An analysis has revealed that the real value of the Japanese yen has fallen to its lowest level since the 1970s.
Lee Byung-kwan, Deputy Director of the Korea Institute of Finance, stated this in a report titled "Causes of the Prolonged Weakness of the Yen" on the 21st. According to the Bank for International Settlements (BIS), the real effective exchange rate of the yen recorded 64.45 as of the end of May (2020=100, based on 27 countries), marking the lowest level since the 1970s.
The real effective exchange rate indicates the extent to which a country's currency has real purchasing power compared to foreign currencies. It evaluates the relative exchange rate level between the base period and the current period; a value above 100 is considered overvalued compared to the base year, while a value below 100 is considered undervalued.
On the 14th, an employee is organizing Japanese yen at the Hana Bank Counterfeit Response Center in Jung-gu, Seoul. Photo by Jinhyung Kang aymsdream@
Lee said, "The value of the Japanese yen has fallen to a level unprecedented since the postwar period," adding, "When compared in real terms, the yen is weaker than the fixed exchange rate of 1 dollar = 360 yen maintained before the introduction of the floating exchange rate system in 1973."
The report noted that the yen began its weakening trend starting from the end of 2012.

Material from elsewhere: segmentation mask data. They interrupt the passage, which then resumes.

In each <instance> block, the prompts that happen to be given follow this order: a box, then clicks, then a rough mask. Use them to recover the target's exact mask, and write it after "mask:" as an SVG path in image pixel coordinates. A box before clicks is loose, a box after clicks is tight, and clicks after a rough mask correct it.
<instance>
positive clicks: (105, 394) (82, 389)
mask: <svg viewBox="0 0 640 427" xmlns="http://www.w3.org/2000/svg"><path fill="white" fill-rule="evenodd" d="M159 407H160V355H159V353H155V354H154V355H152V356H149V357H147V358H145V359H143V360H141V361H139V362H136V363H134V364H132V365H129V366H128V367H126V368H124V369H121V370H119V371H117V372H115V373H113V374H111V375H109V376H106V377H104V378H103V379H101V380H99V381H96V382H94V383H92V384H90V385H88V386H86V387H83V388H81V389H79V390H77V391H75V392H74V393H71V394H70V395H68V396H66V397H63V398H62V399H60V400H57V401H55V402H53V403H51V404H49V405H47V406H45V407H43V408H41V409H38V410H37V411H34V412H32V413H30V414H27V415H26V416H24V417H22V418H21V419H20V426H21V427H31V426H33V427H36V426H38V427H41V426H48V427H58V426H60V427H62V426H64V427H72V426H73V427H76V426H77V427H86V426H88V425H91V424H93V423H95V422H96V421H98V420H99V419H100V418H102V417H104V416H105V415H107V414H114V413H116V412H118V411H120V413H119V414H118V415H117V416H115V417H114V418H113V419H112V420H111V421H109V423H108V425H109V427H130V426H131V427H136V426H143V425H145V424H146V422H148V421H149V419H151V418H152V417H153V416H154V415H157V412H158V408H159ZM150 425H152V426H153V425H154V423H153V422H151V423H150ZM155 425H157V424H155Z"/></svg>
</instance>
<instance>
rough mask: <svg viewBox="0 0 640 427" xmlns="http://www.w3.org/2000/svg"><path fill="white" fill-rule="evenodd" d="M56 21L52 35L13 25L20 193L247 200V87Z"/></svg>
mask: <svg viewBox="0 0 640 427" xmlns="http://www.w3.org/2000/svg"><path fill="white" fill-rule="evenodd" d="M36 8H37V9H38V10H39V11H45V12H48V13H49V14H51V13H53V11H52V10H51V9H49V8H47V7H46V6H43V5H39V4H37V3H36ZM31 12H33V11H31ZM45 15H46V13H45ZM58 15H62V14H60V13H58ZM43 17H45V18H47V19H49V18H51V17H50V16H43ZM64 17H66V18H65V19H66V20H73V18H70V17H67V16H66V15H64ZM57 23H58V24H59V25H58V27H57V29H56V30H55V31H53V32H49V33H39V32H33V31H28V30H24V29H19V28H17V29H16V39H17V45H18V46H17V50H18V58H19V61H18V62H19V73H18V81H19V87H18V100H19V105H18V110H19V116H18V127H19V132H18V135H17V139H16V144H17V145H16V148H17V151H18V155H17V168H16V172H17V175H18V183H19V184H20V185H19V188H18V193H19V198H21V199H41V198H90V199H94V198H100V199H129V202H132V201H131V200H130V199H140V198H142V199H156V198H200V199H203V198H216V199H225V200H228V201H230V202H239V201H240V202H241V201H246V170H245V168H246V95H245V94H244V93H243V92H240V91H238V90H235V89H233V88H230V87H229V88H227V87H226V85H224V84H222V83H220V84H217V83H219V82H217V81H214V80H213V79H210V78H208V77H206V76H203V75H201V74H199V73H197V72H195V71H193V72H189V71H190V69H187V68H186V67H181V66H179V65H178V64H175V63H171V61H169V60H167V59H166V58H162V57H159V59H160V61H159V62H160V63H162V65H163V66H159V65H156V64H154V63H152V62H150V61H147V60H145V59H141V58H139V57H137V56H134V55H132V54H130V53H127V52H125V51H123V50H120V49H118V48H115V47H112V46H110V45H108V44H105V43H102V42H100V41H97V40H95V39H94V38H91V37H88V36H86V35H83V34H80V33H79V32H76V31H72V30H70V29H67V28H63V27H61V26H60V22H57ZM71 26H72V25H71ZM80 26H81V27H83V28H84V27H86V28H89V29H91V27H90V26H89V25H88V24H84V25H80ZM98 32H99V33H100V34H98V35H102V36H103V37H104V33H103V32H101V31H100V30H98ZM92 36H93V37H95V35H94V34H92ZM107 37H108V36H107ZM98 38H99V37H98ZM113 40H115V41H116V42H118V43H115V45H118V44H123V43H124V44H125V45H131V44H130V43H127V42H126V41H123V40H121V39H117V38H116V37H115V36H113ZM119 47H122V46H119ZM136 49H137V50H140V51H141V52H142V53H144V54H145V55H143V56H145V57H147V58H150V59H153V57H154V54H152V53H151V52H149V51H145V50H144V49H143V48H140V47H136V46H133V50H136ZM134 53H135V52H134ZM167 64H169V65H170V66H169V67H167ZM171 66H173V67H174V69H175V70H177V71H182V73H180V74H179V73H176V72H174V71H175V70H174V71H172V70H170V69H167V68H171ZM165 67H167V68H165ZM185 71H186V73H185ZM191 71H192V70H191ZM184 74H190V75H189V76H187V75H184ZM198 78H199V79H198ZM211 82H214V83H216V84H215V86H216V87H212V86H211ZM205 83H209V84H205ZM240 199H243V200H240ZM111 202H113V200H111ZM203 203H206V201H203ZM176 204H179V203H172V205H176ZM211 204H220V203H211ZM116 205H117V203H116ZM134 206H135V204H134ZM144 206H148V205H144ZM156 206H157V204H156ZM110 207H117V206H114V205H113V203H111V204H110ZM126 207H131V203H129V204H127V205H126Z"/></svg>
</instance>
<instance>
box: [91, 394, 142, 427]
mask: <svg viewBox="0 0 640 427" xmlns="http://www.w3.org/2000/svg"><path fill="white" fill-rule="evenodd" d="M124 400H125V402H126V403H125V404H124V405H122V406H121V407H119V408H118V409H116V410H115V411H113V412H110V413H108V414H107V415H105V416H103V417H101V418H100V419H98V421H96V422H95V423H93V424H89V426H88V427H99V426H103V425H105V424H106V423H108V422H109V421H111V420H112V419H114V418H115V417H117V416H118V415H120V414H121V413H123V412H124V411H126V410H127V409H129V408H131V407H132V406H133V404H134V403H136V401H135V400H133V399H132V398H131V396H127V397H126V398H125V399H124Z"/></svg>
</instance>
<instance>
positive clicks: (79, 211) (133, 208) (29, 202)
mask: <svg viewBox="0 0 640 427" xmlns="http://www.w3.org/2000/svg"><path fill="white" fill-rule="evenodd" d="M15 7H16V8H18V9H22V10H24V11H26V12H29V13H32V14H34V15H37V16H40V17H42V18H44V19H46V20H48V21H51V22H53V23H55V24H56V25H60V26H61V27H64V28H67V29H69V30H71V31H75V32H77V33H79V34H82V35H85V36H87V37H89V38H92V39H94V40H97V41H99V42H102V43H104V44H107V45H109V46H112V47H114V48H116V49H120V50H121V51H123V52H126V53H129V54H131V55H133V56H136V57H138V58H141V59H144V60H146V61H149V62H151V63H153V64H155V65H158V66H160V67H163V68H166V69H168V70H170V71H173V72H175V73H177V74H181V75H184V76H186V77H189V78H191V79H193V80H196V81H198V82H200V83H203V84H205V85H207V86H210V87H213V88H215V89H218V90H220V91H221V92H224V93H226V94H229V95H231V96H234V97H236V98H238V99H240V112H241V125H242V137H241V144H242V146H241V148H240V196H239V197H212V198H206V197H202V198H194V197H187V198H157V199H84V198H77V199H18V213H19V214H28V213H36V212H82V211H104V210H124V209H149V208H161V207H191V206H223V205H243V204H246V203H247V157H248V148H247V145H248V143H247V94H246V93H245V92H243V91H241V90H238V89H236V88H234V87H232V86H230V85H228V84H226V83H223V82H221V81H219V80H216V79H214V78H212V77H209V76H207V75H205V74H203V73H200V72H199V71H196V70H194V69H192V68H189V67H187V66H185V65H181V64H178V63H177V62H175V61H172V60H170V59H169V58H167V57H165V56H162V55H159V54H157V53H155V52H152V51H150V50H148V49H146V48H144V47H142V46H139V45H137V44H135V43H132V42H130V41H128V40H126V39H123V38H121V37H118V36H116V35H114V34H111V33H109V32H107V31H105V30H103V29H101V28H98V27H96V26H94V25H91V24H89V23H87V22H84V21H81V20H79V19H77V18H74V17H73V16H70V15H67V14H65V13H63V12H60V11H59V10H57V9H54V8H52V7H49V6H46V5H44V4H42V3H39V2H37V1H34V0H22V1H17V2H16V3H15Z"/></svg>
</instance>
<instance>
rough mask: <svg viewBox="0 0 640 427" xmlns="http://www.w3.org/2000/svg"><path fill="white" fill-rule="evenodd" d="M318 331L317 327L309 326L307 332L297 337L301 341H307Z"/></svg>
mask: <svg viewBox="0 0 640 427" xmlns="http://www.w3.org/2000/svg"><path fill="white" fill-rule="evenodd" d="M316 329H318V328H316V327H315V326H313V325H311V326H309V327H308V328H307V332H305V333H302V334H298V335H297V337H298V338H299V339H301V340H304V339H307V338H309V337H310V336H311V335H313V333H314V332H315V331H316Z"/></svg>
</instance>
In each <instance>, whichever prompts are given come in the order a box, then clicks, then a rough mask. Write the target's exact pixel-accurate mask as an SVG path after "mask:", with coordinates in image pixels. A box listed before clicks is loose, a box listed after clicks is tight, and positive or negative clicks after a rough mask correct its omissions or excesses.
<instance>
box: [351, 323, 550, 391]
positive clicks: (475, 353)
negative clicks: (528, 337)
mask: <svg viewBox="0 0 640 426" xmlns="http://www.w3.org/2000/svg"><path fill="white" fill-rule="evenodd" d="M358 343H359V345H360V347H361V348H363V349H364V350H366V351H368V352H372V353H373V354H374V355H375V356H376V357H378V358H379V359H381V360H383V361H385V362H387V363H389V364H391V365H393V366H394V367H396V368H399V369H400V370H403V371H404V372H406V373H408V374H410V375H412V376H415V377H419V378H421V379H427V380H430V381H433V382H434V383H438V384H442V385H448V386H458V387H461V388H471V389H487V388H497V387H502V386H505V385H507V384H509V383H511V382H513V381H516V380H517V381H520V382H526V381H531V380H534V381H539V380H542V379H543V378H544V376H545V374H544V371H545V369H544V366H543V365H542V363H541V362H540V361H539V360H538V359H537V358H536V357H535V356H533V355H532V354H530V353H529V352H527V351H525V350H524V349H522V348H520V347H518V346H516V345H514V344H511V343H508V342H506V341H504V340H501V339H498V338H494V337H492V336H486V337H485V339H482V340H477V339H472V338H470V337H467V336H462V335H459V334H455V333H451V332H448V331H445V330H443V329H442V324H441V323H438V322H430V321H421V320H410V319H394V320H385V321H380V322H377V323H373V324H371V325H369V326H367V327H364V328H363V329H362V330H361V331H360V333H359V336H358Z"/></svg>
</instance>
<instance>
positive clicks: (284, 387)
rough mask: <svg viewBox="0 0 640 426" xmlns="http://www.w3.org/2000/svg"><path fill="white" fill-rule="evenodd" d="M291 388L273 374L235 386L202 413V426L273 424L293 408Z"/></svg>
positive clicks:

Lee analyzed that three events acted as background factors: the sharp increase in trade deficits since 2011, the Great East Japan Earthquake, and quantitative easing under Abenomics. After the COVID-19 pandemic in 2020, inflationary pressures increased, prompting major central banks to raise policy interest rates consecutively.
However, Japan did not raise its policy interest rates despite growing pressure to do so for domestic demand recovery, which widened the interest rate gap with the United States and further strengthened the yen's weakness. Lee observed, "Considering that real interest rates are in negative territory, if speculative yen selling begins, capital outflows from Japanese households could accelerate significantly."